Sales of immuno-oncology drug Opdivo, by far the company’s most important growth driver, surged 34% to $1.51bn, beating analysts’ estimates of $1.28bn.

"Eliquis and Opdivo were very strong," SunTrust Robinson Humphrey analyst John Boris said, but added: "There was weakness across several of its franchises," noting sales shortfalls of cancer drugs Sprycel for leukaemia and Bristol’s older immunotherapy, Yervoy.

The hepatitis C franchise all but disappeared with sales of just $3m, while Wall Street was looking for about $56m. That stood in sharp contrast to AbbVie’s hepatitis C drugs, which blew past analysts’ forecasts on Thursday.

Bristol-Myers shares were down 1.5% at $50.98, while AbbVie’s were up 4.1% at $95.70, on Thursday.

Excluding special items, Bristol-Myers said it earned 94 US cents per share, topping analysts’ average expectations by 9c, according to Thomson Reuters I/B/E/S.

The company increased its 2018 earnings forecast by well over 9c per share as it now sees a lower than previously anticipated tax rate and reported reduced research and other expenses.

Bristol-Myers now expects 2018 earnings of $3.35 to $3.45 per share, up from its prior view of $3.15 to $3.30 and well ahead of average Wall Street estimates of $3.26 per share. It expects mid-single digit sales growth after previously forecasting low-to mid-single percentage growth.

Sales of Eliquis, the blood clot preventer Bristol shares with Pfizer, jumped 37% to $1.5bn, exceeding analysts’ estimates of $1.34bn.

Yervoy sales dropped 25% to $249m, missing Wall Street estimates by about $32m. It could see a rebound if its use in combination with Opdivo increases. The pairing recently won US approval to treat advanced kidney cancer.

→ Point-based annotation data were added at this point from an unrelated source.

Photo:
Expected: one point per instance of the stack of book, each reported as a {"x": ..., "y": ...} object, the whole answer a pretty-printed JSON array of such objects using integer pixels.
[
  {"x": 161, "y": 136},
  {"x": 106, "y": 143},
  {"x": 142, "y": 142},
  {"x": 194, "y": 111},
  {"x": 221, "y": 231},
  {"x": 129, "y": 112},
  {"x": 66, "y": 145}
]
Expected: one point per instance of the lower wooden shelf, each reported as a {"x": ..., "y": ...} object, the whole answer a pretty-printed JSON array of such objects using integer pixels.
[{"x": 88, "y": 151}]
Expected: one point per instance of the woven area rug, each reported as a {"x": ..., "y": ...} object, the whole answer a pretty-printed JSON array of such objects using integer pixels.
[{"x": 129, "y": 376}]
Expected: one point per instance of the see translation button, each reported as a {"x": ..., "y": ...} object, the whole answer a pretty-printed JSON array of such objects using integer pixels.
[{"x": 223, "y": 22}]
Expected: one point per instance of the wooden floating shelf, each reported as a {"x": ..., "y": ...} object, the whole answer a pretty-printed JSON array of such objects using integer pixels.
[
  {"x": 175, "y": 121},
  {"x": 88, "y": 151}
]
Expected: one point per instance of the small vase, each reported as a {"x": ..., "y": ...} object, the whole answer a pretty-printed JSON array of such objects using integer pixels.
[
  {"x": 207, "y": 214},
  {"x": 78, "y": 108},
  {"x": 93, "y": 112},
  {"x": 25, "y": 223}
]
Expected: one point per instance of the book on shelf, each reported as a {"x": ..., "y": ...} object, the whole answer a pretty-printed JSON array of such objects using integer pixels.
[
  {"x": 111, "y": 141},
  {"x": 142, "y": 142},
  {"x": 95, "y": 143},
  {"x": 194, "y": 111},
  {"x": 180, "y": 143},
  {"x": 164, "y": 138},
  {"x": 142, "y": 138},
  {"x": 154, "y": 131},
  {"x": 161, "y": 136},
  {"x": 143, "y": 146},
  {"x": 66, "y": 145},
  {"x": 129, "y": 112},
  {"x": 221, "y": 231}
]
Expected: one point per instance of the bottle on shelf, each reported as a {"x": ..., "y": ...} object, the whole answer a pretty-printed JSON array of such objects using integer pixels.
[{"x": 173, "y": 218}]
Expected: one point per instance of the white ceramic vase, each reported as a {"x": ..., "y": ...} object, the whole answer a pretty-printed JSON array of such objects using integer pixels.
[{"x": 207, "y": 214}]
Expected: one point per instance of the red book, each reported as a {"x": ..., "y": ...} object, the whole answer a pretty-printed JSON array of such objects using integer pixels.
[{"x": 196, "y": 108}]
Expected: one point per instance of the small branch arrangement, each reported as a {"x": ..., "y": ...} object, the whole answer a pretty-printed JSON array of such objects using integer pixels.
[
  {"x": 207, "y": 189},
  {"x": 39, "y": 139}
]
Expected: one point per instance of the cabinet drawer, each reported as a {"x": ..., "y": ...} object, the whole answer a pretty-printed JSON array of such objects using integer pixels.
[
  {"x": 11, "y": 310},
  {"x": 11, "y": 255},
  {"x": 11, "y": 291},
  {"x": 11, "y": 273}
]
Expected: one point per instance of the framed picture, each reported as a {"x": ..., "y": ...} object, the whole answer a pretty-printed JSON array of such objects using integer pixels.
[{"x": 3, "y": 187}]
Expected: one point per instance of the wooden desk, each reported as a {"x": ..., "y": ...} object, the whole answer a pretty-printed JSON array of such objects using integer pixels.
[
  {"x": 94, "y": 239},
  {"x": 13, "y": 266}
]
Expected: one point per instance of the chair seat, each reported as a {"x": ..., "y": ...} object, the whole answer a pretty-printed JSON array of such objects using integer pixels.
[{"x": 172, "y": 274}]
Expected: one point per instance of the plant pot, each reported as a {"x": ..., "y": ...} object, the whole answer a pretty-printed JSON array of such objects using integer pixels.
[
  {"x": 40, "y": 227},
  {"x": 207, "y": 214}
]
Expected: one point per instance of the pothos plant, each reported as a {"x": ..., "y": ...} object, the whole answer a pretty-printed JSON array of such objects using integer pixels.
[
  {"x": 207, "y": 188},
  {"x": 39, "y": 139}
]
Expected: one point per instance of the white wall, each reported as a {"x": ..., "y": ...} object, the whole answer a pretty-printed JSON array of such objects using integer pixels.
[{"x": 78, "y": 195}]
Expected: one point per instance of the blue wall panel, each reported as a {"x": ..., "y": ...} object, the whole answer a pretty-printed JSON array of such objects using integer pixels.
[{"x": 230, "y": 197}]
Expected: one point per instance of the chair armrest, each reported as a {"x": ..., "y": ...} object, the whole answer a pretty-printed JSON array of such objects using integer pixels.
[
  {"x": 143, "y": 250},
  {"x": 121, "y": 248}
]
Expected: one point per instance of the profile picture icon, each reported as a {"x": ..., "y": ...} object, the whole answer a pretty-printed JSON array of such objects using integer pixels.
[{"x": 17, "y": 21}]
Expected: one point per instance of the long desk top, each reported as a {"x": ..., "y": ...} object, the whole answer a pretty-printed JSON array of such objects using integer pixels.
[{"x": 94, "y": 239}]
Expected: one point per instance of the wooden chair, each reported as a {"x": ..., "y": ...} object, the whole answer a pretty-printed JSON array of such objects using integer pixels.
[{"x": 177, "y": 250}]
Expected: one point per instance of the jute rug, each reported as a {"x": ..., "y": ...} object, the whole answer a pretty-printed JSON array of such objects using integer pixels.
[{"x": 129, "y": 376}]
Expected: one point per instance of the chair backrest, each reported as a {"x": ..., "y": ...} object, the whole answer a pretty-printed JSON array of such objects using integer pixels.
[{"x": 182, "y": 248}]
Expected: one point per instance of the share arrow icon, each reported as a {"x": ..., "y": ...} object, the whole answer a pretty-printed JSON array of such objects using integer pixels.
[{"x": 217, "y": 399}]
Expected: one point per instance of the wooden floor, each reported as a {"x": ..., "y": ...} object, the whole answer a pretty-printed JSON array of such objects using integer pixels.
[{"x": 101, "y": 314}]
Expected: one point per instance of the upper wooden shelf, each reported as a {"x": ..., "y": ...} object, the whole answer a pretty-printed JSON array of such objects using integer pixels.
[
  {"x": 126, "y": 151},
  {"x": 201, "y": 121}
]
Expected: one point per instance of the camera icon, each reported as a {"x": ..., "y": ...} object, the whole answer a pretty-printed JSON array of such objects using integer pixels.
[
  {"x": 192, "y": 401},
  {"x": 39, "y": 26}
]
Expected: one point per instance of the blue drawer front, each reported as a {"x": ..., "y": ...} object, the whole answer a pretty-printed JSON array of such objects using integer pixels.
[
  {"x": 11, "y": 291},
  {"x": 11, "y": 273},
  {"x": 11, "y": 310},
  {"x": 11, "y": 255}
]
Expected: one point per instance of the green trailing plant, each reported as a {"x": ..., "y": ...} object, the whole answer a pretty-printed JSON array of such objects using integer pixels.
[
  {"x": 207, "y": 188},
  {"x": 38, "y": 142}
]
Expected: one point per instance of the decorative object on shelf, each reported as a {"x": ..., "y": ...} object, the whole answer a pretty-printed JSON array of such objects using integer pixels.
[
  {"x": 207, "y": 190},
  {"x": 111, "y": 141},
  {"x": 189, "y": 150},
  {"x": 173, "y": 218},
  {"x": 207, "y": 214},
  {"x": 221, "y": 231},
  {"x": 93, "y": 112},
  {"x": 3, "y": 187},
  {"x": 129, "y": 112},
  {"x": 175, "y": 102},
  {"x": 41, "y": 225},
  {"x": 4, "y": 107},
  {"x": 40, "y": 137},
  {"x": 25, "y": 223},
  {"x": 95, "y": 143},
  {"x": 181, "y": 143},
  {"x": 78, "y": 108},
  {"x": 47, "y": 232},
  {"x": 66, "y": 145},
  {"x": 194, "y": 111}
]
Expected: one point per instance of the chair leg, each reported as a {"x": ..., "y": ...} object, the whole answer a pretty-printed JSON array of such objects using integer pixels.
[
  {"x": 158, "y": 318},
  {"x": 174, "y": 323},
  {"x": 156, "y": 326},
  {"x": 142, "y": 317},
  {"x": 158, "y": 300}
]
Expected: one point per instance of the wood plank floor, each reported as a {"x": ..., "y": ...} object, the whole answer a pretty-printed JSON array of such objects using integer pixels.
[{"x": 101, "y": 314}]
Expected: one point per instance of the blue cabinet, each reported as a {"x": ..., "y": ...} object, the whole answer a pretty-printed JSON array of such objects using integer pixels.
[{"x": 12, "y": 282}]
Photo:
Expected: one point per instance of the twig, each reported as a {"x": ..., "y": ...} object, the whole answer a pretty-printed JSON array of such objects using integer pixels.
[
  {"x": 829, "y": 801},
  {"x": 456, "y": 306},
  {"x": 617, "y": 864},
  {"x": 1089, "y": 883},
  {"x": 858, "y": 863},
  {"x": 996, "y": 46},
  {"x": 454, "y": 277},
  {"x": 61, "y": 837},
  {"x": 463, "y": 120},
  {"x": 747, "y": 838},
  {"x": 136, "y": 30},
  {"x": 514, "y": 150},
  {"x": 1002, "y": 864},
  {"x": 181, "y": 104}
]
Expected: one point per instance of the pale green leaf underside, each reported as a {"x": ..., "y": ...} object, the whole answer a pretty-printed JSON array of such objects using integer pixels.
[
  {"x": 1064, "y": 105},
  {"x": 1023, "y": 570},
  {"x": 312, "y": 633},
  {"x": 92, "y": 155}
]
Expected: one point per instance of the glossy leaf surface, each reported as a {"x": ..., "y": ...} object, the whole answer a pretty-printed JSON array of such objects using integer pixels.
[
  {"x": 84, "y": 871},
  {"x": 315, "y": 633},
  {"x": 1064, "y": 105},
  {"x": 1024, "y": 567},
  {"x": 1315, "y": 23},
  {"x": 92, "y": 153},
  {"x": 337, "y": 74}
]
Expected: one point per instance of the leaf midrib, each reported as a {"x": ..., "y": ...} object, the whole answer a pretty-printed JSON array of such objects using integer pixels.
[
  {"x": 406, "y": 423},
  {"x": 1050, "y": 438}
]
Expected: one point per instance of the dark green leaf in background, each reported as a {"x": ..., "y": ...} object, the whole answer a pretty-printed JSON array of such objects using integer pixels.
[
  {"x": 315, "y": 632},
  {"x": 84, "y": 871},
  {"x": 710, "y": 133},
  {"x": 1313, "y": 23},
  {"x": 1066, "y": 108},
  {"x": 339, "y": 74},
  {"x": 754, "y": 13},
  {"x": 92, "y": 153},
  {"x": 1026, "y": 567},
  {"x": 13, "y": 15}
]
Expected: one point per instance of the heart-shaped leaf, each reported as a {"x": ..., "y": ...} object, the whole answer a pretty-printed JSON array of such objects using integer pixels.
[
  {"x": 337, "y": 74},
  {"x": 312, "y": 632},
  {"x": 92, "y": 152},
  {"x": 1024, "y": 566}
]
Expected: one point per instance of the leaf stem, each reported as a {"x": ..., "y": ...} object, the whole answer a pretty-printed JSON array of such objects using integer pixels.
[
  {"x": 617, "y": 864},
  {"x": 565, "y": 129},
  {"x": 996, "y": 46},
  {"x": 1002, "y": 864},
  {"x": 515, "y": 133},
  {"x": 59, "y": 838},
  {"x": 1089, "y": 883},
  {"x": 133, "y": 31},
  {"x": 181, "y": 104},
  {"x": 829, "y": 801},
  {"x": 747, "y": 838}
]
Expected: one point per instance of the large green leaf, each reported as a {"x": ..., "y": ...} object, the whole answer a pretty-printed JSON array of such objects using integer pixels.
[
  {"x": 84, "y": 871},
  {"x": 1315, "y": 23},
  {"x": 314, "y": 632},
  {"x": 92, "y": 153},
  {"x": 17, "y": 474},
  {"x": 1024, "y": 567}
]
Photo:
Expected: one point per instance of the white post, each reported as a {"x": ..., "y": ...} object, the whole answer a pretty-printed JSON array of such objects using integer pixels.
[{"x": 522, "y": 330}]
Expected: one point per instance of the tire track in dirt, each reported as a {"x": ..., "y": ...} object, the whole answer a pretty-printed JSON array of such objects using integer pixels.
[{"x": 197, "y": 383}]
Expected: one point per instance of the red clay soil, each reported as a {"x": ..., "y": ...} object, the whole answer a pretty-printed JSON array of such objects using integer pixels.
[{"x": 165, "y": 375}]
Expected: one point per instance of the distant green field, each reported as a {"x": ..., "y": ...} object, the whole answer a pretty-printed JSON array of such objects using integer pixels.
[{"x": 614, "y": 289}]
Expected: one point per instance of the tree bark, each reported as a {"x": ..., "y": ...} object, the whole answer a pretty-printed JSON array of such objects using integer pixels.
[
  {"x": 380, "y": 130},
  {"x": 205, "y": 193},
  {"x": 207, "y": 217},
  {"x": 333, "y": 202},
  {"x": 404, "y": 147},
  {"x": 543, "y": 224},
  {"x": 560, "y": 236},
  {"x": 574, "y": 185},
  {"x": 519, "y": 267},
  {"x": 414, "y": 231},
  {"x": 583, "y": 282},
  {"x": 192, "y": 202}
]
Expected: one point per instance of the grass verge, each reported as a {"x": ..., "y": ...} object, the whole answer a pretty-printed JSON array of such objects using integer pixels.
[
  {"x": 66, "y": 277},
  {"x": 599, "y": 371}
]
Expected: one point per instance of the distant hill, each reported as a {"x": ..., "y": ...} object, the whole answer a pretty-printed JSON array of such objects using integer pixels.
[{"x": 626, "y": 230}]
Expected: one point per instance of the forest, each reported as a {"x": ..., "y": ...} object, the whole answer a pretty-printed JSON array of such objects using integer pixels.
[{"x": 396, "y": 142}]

Sprycel sales fell 5% to $438m.

Revenue for the quarter rose 5% to $5.2bn with help from favourable foreign exchange rates, but was about 1% below Wall Street consensus.

The company said net profit for the quarter slipped to $1.5bn, or 91c per share, from $1.52bn, or 94c a share, a year ago.

Helped by the new US tax law, Bristol-Myers projected an effective 2018 tax rate of 17% to 18%, below its previous estimate of about 20%.